Logging Industry-Funded Forest “Certification” Entity Threatens ForestEthics with Lawsuit
A phony logging industry “eco-certification” entity funded by Weyerhaeuser, Plum Creek, International Paper, Sierra Pacific and other U.S. logging companies attempted last week to bully ForestEthics into silence.
Sorry, SFI (the so-called Sustainable Forestry Initiative), we’re not going to stop talking about your greenwashing of clearcuts, chemical spraying and logging of endangered forest areas that you “certify” as “good for forests.” We call ‘em like we see them, and SFI’s claim that it’s an “independent nonprofit public charity” protecting forests with scientifically credible standards is a lie.
Don’t get me wrong, SFI has plenty to be upset about. Weyerhaeuser, Plum Creek and many others have spent tens of millions of dollars creating and funding the SFI program to label the paper and wood they sell from destroyed forests as “sustainable.” SFI sells itself as an “eco-label” that unsuspecting companies use to indicate to their employees and customers that the wood and paper they use or sell is responsibly harvested from forests. It was working–they tricked a lot of companies into thinking the label meant something special. Just in the last two years, however, over 20 major companies, including Energizer Batteries, Office Depot, AT&T and Allstate Insurance, have begun moving away from using the SFI label.
The solution for SFI is to radically change its approach, not use lawyers to try to silence its critics. And the organizations critical of SFI go well beyond ForestEthics to include many of the biggest names in the environmental movement: Sierra Club, Natural Resources Defense Council, Friends of the Earth and Greenpeace.
But bullies want to bully, and SFI’s lawyers demanded that ForestEthics “cease and desist” from calling out SFI. For example, SFI objected when we said that the SFI was “owned and operated” by some of the biggest names in the logging industry. ForestEthics said this in an email to our supporters–an imprecise communication medium to say the least.
What’s SFI’s point? The program is birthed by logging companies and the primary logging industry trade association, and almost entirely funded by SFI’s “participants” (at least 93% of its annual budget). Yet SFI says they are technically a nonprofit, and since no one “owns” a nonprofit, they therefore have no “owners.” Really?

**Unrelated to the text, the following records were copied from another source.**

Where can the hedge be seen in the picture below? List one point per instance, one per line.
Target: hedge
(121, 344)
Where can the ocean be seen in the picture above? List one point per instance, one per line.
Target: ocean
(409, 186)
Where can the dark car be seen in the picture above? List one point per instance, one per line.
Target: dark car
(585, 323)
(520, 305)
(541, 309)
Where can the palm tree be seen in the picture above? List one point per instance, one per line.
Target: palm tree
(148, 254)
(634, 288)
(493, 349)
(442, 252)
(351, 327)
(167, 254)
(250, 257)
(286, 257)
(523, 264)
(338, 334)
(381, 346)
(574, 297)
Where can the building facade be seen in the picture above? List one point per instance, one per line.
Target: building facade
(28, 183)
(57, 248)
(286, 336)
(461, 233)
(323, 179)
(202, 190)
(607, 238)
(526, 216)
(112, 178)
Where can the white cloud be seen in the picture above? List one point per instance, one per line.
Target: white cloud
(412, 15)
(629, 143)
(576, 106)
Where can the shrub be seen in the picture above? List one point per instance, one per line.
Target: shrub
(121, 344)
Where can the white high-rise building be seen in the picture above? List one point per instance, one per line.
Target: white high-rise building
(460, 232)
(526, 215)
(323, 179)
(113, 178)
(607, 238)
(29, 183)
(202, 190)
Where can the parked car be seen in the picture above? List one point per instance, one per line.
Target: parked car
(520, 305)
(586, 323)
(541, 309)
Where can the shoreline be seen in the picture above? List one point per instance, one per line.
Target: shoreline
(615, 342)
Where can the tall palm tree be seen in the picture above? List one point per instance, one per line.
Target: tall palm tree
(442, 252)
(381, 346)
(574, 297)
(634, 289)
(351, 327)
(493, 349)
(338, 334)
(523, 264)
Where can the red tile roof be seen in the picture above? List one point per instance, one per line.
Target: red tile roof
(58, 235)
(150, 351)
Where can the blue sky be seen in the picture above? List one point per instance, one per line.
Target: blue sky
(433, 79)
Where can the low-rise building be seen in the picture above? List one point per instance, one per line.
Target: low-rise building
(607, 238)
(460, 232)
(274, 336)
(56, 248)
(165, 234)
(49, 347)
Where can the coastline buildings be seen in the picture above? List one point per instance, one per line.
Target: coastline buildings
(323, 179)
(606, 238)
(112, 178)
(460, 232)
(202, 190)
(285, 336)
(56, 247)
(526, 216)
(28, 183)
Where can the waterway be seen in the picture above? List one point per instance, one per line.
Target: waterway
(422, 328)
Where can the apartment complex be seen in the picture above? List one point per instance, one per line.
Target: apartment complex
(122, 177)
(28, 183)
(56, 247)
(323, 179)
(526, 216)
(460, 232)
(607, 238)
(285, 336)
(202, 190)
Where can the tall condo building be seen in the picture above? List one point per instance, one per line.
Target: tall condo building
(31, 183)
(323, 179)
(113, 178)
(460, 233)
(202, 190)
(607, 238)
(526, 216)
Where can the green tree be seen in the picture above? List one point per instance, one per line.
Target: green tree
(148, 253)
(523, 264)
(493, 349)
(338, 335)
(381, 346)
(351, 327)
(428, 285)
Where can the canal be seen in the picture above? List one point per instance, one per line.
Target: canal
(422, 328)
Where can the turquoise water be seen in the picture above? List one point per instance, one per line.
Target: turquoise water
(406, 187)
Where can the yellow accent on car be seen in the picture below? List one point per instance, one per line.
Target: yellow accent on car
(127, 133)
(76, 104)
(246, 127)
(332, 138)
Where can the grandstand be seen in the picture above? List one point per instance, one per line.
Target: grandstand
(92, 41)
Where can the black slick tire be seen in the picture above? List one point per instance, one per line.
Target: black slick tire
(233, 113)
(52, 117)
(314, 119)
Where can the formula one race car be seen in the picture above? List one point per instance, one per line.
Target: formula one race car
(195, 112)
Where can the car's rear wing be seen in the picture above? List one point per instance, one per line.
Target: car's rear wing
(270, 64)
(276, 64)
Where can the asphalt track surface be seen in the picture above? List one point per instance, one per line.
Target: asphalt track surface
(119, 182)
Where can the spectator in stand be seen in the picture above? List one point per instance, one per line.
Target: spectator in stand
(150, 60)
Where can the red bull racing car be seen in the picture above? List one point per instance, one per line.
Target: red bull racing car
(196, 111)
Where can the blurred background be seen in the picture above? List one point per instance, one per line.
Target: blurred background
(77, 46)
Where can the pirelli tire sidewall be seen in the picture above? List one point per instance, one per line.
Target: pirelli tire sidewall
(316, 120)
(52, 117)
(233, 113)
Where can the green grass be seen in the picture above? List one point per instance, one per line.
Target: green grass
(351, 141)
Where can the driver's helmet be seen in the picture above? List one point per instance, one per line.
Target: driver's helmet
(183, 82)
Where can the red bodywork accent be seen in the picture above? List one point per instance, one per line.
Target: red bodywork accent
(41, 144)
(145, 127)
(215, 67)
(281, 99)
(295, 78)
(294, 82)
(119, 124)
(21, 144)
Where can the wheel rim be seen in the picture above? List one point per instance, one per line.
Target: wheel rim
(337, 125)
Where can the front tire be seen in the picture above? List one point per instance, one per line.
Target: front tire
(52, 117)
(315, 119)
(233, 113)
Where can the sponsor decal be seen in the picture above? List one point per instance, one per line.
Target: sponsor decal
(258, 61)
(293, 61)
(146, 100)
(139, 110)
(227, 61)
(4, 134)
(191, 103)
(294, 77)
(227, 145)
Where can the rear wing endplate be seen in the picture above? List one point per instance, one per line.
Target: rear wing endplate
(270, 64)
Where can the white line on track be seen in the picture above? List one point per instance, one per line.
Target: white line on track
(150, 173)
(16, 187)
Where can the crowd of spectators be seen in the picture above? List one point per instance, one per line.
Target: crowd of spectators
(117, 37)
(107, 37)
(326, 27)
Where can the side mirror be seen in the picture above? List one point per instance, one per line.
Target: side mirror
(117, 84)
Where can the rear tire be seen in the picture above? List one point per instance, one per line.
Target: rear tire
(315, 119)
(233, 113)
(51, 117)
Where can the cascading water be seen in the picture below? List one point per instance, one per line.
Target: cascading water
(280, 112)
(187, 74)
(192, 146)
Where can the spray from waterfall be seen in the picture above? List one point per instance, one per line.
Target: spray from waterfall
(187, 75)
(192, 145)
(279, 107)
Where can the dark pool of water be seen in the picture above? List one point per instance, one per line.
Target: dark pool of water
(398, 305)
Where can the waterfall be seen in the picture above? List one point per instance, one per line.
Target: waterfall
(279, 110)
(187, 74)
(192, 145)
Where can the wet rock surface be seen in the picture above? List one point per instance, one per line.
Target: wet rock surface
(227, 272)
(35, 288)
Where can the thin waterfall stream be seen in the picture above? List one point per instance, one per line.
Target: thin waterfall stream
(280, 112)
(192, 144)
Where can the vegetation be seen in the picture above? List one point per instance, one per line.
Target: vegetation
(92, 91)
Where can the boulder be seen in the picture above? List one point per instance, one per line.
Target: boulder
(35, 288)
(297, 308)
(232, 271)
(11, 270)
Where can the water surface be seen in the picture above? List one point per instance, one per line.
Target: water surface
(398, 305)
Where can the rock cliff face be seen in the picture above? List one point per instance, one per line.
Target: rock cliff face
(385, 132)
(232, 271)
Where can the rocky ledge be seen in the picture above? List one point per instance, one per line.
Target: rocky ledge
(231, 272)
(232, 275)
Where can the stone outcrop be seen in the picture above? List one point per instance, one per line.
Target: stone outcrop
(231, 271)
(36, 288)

If this is the best SFI can come up with to defend its greenwashing ways, things will only get worse for them. You cannot lawyer your way into being seen as honest and independent. Despite the fact that nearly all of SFI’s funding comes from the logging industry, SFI still claims it is “fully independent.” This is the sort of “independence” that has led SFI to certify as “good for forests” the following practices by Weyerhaeuser, Plum Creek, Georgia Pacific (the Koch family), Sierra Pacific and its other donors:
• Huge clearcuts
• Logging of old growth forests
• Logging in endangered species habitat
• Clearcutting steep slopes near salmon streams
• Aerial spraying millions of gallons of chemical herbicides
In addition, a review of SFI’s forestry “audit” process tells you all you need to know: After checking out over 500 of those audits it appears that no company has ever lost its SFI certification. Plus, many companies don’t even get criticized by SFI for the worst kind of logging—the kind that results in huge landslides, or which harm or kill endangered species. There is seemingly no logging practice so destructive that SFI will not call it green. You have to at least credit them with an inordinate amount of chutzpa.
Sustainable Forestry Initiative is the best greenwashing that money can buy. That’s why so many retail companies have dropped the SFI label and it’s also why the premier green building system, LEED, has refused SFI’s many attempts to make SFI-certified lumber eligible for LEED green building points.
None of this will slow down even if SFI goes through with its threat and attempts to silence ForestEthics with a lawsuit. And this is the central lesson that SFI and its corporate backers refuse to learn: No matter how much logging industry money is used to disguise SFI, the truth always has a way of getting out.